Schizophrenia Flashcards
Symptoms
Positive symptoms: delusions, hallucinations, reality distortion, thoughts disorder.
Negative symptoms: social withdrawal, decreased emotional response
Cognitive dysfunction such as dementia may also occur.
Neurotransmission
Positive symptoms are caused by a hyperactivity of mesolimbic dopamine neurons.
Negative symptoms are caused by a hypoactivity of mesocortical dopamine neurons.
Changes in dopamine D2 and D3 receptors are seen. These could be due to genetic factors or drug use.
Cognitive effects may be caused by glutamate hypofunction and a loss of GABAergic interneurons in the striatum.
Characteristics
Neurodevelopmental disorder.
Brain structure abnormalities are present at the onset of psychosis.
6-10% reduction in brain volume, particularly in the hippocampus.
Reduced temporal lobe
Enlarged ventricles.
Risk factors
12% risk if one parent has it and 50% risk in identical twins
The early lesion hypothesis suggests that foetal or perinatal events, such as a maternal viral infection, hypoxia or premature birth, interacting with normal development and synapse formation are associated with an increased risk. This is altered by early life stress affecting development, such as neglect.
The late lesion hypothesis suggests that deviation in neuronal maturation during adolescence is involved.
Compared with non-cannabis users, daily use of high-potency, skunk-like cannabis is associated with a fivefold increase of developing psychosis.
Maternal immune activation
There is a 2-fold increase in risk for babies born in the winter, possibly due to maternal infection and increased inflammation during pregnancy.
Prenatal exposure to infection can lead to an immune hyperesponse in genetically predisposed individuals. This may affect the meninges and alter the BBB, impacting neurodevelopment.
Genetic risk factors
C4 (complement component 4) is associated with a significant increase in risk. C4 expression is higher in SZ.
SNP most significantly associated with SZ lies within the major histocompatibility complex near C4 → affects immunity.
C4 promotes expression of C3 in developing brain and and C4 knock-out mice show altered synaptic pruning.

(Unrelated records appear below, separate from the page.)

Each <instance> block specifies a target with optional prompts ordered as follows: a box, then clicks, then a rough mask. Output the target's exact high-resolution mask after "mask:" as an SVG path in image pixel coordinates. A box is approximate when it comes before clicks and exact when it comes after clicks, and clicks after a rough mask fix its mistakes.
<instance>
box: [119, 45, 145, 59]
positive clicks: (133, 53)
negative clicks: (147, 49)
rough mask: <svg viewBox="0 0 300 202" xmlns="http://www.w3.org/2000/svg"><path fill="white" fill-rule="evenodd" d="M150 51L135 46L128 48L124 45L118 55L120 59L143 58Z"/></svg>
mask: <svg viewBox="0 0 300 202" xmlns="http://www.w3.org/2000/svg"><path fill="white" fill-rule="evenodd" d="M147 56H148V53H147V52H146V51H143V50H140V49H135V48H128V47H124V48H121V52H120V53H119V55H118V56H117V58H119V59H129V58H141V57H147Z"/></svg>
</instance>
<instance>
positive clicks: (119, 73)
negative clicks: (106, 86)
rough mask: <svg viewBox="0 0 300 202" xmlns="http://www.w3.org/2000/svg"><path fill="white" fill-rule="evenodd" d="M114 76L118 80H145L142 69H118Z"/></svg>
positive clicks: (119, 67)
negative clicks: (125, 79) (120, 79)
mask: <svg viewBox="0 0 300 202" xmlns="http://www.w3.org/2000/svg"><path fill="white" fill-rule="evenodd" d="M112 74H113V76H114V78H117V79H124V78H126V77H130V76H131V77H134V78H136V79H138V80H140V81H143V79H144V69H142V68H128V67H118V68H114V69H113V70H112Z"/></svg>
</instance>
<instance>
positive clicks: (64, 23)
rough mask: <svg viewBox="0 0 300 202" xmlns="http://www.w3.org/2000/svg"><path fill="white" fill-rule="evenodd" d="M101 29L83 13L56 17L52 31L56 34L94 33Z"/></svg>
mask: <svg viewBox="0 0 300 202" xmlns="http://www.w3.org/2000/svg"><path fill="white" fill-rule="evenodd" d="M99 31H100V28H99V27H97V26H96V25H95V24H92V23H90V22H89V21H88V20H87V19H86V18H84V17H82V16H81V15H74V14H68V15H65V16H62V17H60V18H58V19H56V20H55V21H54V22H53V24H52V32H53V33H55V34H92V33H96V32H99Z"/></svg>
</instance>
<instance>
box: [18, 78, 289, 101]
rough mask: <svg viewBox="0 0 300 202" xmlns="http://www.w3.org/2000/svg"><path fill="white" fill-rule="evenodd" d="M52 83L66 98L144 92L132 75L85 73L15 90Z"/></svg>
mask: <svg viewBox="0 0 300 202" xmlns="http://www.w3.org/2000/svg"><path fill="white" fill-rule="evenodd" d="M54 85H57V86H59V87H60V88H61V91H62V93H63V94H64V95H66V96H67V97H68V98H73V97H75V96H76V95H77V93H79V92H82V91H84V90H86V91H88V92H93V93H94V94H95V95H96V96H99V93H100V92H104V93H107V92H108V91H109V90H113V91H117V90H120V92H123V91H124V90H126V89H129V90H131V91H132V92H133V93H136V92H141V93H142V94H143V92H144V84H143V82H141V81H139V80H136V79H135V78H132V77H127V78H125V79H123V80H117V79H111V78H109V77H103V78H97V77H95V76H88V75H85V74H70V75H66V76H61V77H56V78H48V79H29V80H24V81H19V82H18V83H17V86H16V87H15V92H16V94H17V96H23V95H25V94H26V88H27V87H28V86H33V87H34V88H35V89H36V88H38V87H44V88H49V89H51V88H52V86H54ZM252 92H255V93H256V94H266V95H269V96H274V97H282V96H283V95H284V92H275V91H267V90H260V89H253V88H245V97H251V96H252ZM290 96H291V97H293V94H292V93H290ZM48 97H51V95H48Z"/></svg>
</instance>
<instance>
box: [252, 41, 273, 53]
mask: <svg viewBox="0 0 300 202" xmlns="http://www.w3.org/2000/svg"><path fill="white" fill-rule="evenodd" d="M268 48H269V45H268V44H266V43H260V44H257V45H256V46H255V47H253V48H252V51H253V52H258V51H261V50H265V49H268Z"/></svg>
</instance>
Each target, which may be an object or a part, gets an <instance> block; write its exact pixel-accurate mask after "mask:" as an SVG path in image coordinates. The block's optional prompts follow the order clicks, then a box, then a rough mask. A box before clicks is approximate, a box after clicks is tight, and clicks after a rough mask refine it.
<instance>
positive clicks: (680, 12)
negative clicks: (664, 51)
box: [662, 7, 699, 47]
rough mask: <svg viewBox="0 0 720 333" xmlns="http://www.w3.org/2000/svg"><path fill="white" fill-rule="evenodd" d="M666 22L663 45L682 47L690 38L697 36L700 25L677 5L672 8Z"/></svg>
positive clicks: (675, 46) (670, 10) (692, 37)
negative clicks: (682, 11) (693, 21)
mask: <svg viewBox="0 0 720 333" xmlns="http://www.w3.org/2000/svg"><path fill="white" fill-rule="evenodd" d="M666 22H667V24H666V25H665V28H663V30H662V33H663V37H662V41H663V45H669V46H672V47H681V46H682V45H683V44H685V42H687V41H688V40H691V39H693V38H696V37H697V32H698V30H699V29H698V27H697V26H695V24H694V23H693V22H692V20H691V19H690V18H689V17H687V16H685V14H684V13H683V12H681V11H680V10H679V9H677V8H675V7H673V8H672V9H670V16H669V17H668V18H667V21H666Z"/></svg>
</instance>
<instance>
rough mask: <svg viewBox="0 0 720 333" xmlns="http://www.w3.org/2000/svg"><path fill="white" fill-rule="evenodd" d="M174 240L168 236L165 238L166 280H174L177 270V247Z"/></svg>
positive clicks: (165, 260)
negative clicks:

Other genes strongly associated with an increased risk include: neuregulin, dysbindin, D-amino acid oxidase, proline dehydrogenase, COMT, regulator of G protein signalling (RGS-4), 5HT2A and dopamine D3 receptor → many are associated with 5-HT and DA signalling.
Development and symptoms
Impacting on neurogenesis mid-development in mice leads to the positive symptoms of schizophrenia.
Negative symptoms are caused by later interference in development affecting synaptogenesis.
Dopamine signalling
Difficult to specifically target mesocortical and mesolimbic pathways implicated in SZ.
Amphetamine, which increases DA levels in the brain, induces psychosis. It inhibits DAT and reverses DAT transport, and inhibits VMAT2. Its action is therefore firing-rate independent.
PET studies show increased D2 expression in SZ.
a-Flupenthixol blocks D2 receptors and is clinically effective as a form of treatment. β-Flupenthixol is not active clinically and not a D2 antagonist.
Chlorpromazine
Typical antipsychotic, binds to D2-like receptors. Treats positive symptoms but worsens negative ones.
Causes apathy and reduced initiative.
D2 antagonismin in the mesolimbic pathway causes reduced emotion and aggression.
Antagonism in the tuberoinfundibular pathway causes neuroendocrine effects, increasing the release of prolactin.
Extrapyramidal D2 antagonism in the striatum can cause acute Parkinson-like symptoms and long-term tardive dyskinesia.
Antagonism in the CTZ has antiemetic effects
5HT2C antagonism causes weight gain.
Atypical antipsychotics
Clozapine, risperidone, aripiprazole.
Broader range: still mostly targets dopamine receptors, but also have some action at 5-HT receptors, as well as α1, H1 and M1 receptors.
Clozapine has a high affinity for D3 and 4 receptors, but a low affinity for D2 and so low extrapyramidal side effects. Muscarinic and α-AR antagonism can cause systemic side effects.
Glutamate hypofunction hypothesis
NMDA antagonists, such as ketamine and phencyclidine, induce psychosis, exacerbate schizophrenia and cause negative symptoms and cognitive impairments.
Several gene mutations associated with schizophrenia involve glutamate transmission → D-amino acid oxidase, mGluR3, neuregulin.
Post-mortem studies show a reduction in D-serine, indicating NMDA hypofunction, and reduced CSF levels of glutamate.
Decreases in NMDA receptor expression in the prefrontal cortex.
Glutamate hypofunction is therefore involved in SZ.
NMDA receptor hypofunction results in decreased glutamate activation of the GABA inhibitory output onto dopamine neurones in the VTA, resulting in DA hyperactivity → hypoglutamatergic activity exacerbates hyperdopaminergic activity in mesolimbic areas.